As yet there was no road map on how nations intend to get there or repercussions if they never arrive. The aim was to come up with the goal now, then have each country develop an action plan and a growth strategy for delivery at a November summit of G20 leaders in Brisbane.
“Each country will bring its own plan for economic growth,” said Hockey. “Each country has to do the heavy lifting.”
Agreeing on any goal is a step forward for the group that has failed in the past to agree on fiscal and current account targets.
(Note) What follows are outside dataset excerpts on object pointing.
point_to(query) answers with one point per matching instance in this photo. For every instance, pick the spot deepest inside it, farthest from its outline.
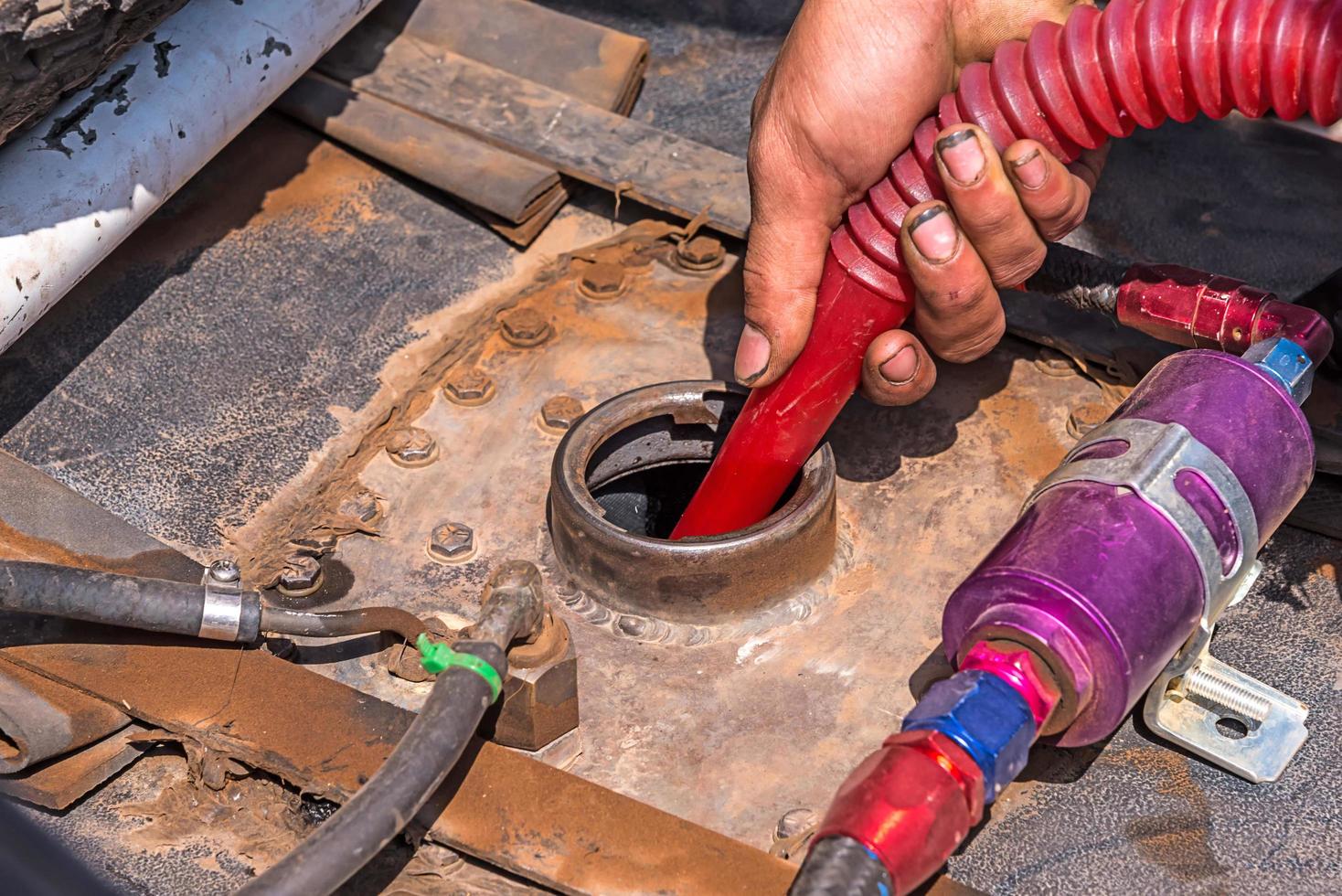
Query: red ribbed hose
(1070, 88)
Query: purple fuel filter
(1145, 531)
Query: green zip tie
(435, 657)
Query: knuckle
(977, 345)
(1017, 264)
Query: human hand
(852, 80)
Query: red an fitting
(911, 804)
(1223, 315)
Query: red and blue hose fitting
(1071, 88)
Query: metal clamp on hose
(1198, 702)
(221, 616)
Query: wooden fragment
(548, 126)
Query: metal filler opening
(620, 479)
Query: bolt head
(363, 506)
(701, 252)
(301, 573)
(451, 542)
(469, 387)
(224, 571)
(525, 327)
(602, 281)
(412, 447)
(561, 412)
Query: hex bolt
(412, 447)
(559, 412)
(1054, 364)
(364, 506)
(699, 254)
(224, 571)
(525, 327)
(602, 281)
(469, 387)
(451, 543)
(303, 576)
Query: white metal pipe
(77, 184)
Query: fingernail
(900, 368)
(1031, 171)
(963, 155)
(751, 356)
(934, 234)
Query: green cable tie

And it was a sea change from recent meetings where the debate was still on where their focus should lie: on growth or budget austerity.
Financial markets had been wary of the possibility of friction between advanced and emerging economies, but nothing suggested the meeting would cause ripples on Monday.
“The text of the communiqué indicates that the standard U.S. line that what is good for the core of the world economy is good for all seems to have won out,” said Huw McKay, a senior economist at Westpac, noting there was nothing that could be taken as “inflammatory” about recent volatility in markets.
There was a nod to concerns by emerging nations that the Federal Reserve consider the impact of its policy tapering, which has led to bouts of capital flight from some of the more vulnerable markets.
“All our central banks maintain their commitment that monetary policy settings will continue to be carefully calibrated and clearly communicated, in the context of ongoing exchange of information and being mindful of impacts on the global economy,” the communiqué read.
There was never much expectation the Fed would consider actually slowing the pace of tapering, but its emerging peers had at least hoped for more cooperation on policy.
Hockey said there had been honest discussions among members on the impact of tapering and that newly installed Fed Chair Janet Yellen was “hugely impressive” when dealing with them.
The G20 also stated that it “deeply regrets” that progress on giving emerging nations more say in the International Monetary Fund had stalled.
Major emerging powers including India, China, Brazil and Russia, have long lobbied for increased voting power in the IMF to reflect their growing share of the world economy, but the changes agreed in 2010 have been blocked by the U.S. Congress.
The G20 urged the United States to ratify the reforms before the next meeting of policy makers in April.
The group is also progressing with plans to “make sure multinational companies pay their fair share,” said U.S. Treasury Secretary Jack Lew.
Big budget deficits and revelations that companies such as Apple and Google use structures that lawmakers have labeled “contrived” to avoid billions of dollars in taxes, have led to growing calls to close corporate tax loopholes. The companies say they follow the existing tax rules.